Submitted to: Journal of Parasitology
Publication Type: Research Notes
Publication Acceptance Date: February 1, 2002
Publication Date: August 1, 2002
Citation: Li, X., Trout, J.M., Jenkins, M.C., Palmer, R.C., Fayer, R. 2002. Effects of gamma radiation on viability of encephalitozoon spores, encephalitozoon hellem, and encephalitosoon intestinalis spores. Journal of Parasitology. 88:812-813. Interpretive Summary: Interpretive Summary: The microsporidian parasites Encephalitozoon cuniculi (Ec), Encephalitozoon intestinalis (Ei), and Encephalitozoon hellem (Eh) are human pathogens also found in wild and/or domesticated animals. Because surface water used for drinking, irrigation and recreation has been found contaminated with microsporidia and few methods to prevent human infection are known, the present study was undertaken to determine if gamma radiatio could reduce or eliminate infectivity with spores of these species.

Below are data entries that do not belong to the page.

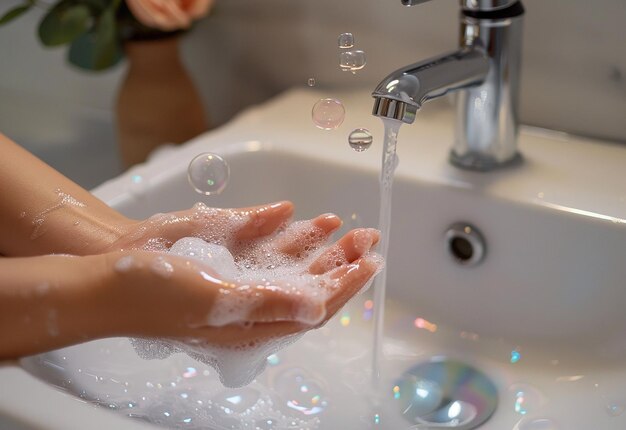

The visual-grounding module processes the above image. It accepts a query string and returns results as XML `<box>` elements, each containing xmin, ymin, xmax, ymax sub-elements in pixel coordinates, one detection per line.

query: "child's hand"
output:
<box><xmin>107</xmin><ymin>225</ymin><xmax>380</xmax><ymax>346</ymax></box>
<box><xmin>108</xmin><ymin>202</ymin><xmax>298</xmax><ymax>252</ymax></box>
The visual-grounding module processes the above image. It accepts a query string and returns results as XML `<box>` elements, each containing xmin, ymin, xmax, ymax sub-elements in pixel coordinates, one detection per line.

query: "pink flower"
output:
<box><xmin>126</xmin><ymin>0</ymin><xmax>213</xmax><ymax>31</ymax></box>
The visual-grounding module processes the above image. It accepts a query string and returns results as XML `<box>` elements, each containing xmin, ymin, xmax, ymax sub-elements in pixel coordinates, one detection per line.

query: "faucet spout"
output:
<box><xmin>372</xmin><ymin>0</ymin><xmax>524</xmax><ymax>171</ymax></box>
<box><xmin>372</xmin><ymin>47</ymin><xmax>489</xmax><ymax>124</ymax></box>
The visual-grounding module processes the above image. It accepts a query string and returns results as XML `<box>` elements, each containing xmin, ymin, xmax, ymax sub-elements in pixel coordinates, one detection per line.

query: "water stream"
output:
<box><xmin>372</xmin><ymin>119</ymin><xmax>402</xmax><ymax>389</ymax></box>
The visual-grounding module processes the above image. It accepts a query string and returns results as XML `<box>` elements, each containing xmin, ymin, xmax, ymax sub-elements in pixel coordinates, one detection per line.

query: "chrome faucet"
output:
<box><xmin>372</xmin><ymin>0</ymin><xmax>524</xmax><ymax>171</ymax></box>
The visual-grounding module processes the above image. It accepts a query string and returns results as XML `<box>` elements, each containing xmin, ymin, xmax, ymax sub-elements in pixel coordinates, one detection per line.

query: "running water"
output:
<box><xmin>372</xmin><ymin>119</ymin><xmax>402</xmax><ymax>388</ymax></box>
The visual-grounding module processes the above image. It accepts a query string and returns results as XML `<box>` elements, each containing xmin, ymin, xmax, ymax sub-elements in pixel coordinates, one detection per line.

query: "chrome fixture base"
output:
<box><xmin>372</xmin><ymin>0</ymin><xmax>524</xmax><ymax>171</ymax></box>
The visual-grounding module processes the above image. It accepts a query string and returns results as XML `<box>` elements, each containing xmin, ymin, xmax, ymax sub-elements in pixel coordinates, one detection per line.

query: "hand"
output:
<box><xmin>108</xmin><ymin>201</ymin><xmax>298</xmax><ymax>252</ymax></box>
<box><xmin>108</xmin><ymin>222</ymin><xmax>381</xmax><ymax>346</ymax></box>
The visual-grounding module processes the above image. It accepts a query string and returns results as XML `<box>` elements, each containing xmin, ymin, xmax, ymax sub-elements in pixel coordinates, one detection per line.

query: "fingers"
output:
<box><xmin>243</xmin><ymin>286</ymin><xmax>326</xmax><ymax>325</ymax></box>
<box><xmin>236</xmin><ymin>201</ymin><xmax>293</xmax><ymax>240</ymax></box>
<box><xmin>274</xmin><ymin>214</ymin><xmax>341</xmax><ymax>257</ymax></box>
<box><xmin>309</xmin><ymin>228</ymin><xmax>380</xmax><ymax>275</ymax></box>
<box><xmin>325</xmin><ymin>256</ymin><xmax>383</xmax><ymax>320</ymax></box>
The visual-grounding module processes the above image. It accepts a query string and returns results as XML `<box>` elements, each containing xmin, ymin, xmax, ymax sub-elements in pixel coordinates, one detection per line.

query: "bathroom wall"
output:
<box><xmin>0</xmin><ymin>0</ymin><xmax>626</xmax><ymax>186</ymax></box>
<box><xmin>188</xmin><ymin>0</ymin><xmax>626</xmax><ymax>142</ymax></box>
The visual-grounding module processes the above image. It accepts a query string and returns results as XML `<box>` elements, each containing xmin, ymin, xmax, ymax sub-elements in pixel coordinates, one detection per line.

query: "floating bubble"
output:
<box><xmin>339</xmin><ymin>49</ymin><xmax>366</xmax><ymax>73</ymax></box>
<box><xmin>311</xmin><ymin>99</ymin><xmax>346</xmax><ymax>130</ymax></box>
<box><xmin>337</xmin><ymin>33</ymin><xmax>354</xmax><ymax>49</ymax></box>
<box><xmin>267</xmin><ymin>354</ymin><xmax>280</xmax><ymax>366</ymax></box>
<box><xmin>513</xmin><ymin>418</ymin><xmax>561</xmax><ymax>430</ymax></box>
<box><xmin>606</xmin><ymin>403</ymin><xmax>624</xmax><ymax>417</ymax></box>
<box><xmin>275</xmin><ymin>368</ymin><xmax>328</xmax><ymax>415</ymax></box>
<box><xmin>187</xmin><ymin>152</ymin><xmax>230</xmax><ymax>196</ymax></box>
<box><xmin>213</xmin><ymin>387</ymin><xmax>261</xmax><ymax>415</ymax></box>
<box><xmin>509</xmin><ymin>383</ymin><xmax>546</xmax><ymax>415</ymax></box>
<box><xmin>254</xmin><ymin>418</ymin><xmax>279</xmax><ymax>430</ymax></box>
<box><xmin>348</xmin><ymin>128</ymin><xmax>374</xmax><ymax>152</ymax></box>
<box><xmin>128</xmin><ymin>173</ymin><xmax>147</xmax><ymax>197</ymax></box>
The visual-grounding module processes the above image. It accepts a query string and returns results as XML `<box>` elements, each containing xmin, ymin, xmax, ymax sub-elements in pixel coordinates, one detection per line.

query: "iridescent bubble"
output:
<box><xmin>606</xmin><ymin>403</ymin><xmax>624</xmax><ymax>417</ymax></box>
<box><xmin>128</xmin><ymin>173</ymin><xmax>147</xmax><ymax>197</ymax></box>
<box><xmin>213</xmin><ymin>387</ymin><xmax>261</xmax><ymax>415</ymax></box>
<box><xmin>513</xmin><ymin>418</ymin><xmax>561</xmax><ymax>430</ymax></box>
<box><xmin>348</xmin><ymin>128</ymin><xmax>374</xmax><ymax>152</ymax></box>
<box><xmin>187</xmin><ymin>152</ymin><xmax>230</xmax><ymax>196</ymax></box>
<box><xmin>254</xmin><ymin>418</ymin><xmax>278</xmax><ymax>430</ymax></box>
<box><xmin>337</xmin><ymin>33</ymin><xmax>354</xmax><ymax>49</ymax></box>
<box><xmin>391</xmin><ymin>358</ymin><xmax>498</xmax><ymax>428</ymax></box>
<box><xmin>275</xmin><ymin>368</ymin><xmax>328</xmax><ymax>415</ymax></box>
<box><xmin>339</xmin><ymin>49</ymin><xmax>366</xmax><ymax>73</ymax></box>
<box><xmin>267</xmin><ymin>354</ymin><xmax>280</xmax><ymax>366</ymax></box>
<box><xmin>311</xmin><ymin>99</ymin><xmax>346</xmax><ymax>130</ymax></box>
<box><xmin>509</xmin><ymin>383</ymin><xmax>546</xmax><ymax>415</ymax></box>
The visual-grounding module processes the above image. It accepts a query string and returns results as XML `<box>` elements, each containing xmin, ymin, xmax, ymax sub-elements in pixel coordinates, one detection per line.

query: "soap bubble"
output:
<box><xmin>311</xmin><ymin>99</ymin><xmax>346</xmax><ymax>130</ymax></box>
<box><xmin>339</xmin><ymin>50</ymin><xmax>366</xmax><ymax>73</ymax></box>
<box><xmin>338</xmin><ymin>33</ymin><xmax>354</xmax><ymax>49</ymax></box>
<box><xmin>513</xmin><ymin>418</ymin><xmax>561</xmax><ymax>430</ymax></box>
<box><xmin>605</xmin><ymin>403</ymin><xmax>624</xmax><ymax>417</ymax></box>
<box><xmin>187</xmin><ymin>152</ymin><xmax>230</xmax><ymax>196</ymax></box>
<box><xmin>128</xmin><ymin>173</ymin><xmax>147</xmax><ymax>197</ymax></box>
<box><xmin>348</xmin><ymin>128</ymin><xmax>374</xmax><ymax>152</ymax></box>
<box><xmin>275</xmin><ymin>368</ymin><xmax>328</xmax><ymax>415</ymax></box>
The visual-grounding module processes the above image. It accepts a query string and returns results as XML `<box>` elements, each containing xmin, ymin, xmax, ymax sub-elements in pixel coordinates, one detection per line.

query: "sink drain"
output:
<box><xmin>394</xmin><ymin>357</ymin><xmax>498</xmax><ymax>430</ymax></box>
<box><xmin>445</xmin><ymin>222</ymin><xmax>487</xmax><ymax>267</ymax></box>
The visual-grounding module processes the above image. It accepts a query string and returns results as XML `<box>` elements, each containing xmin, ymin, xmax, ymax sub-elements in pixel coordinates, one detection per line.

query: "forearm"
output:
<box><xmin>0</xmin><ymin>256</ymin><xmax>117</xmax><ymax>360</ymax></box>
<box><xmin>0</xmin><ymin>133</ymin><xmax>130</xmax><ymax>256</ymax></box>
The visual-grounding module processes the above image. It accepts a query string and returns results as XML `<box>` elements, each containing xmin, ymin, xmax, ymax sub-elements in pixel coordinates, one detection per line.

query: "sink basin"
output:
<box><xmin>0</xmin><ymin>89</ymin><xmax>626</xmax><ymax>430</ymax></box>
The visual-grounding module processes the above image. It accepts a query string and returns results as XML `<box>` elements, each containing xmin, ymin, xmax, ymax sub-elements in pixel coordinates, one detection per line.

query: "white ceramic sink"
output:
<box><xmin>0</xmin><ymin>90</ymin><xmax>626</xmax><ymax>430</ymax></box>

At doses of 1.5 and 2 kiloGrays spores of Ec and Ei were rendered noninfectious for cultured mammalian cells. At 3 kiloGrays development of Eh was greatly inhibited (97.6%).
Technical Abstract: Technical Abstract: Spores of Encephalitozoon cuniculi, Encephalitozoon hellem and Encephalitozoon intestinalis harvested from cultured mammalian cells were suspended in deionized water, exposed to gamma irradiation at doses from 0-3.0 kGy, and then tested for infectivity by inoculating spores into monolayer cultures of MDBK cells and examining the cultures for developing microsporidia 4 days later. As the dosage level of radiation increased, corresponding decreases were observed in the number of developing microsporidia for all 3 species. For E. cuniculi and E. intestinalis 100% inhibition of development was observed after exposure to 1.5 and 2.0 kGy, respectively. Although development of E. hellem was greatly inhibited (97.6% inhibition) after exposure to 3.0 kGy, complete inhibition was not obtained. These findings provide a guide for greatly reducing or eliminating infectious microsporidia from food by gamma irradiation.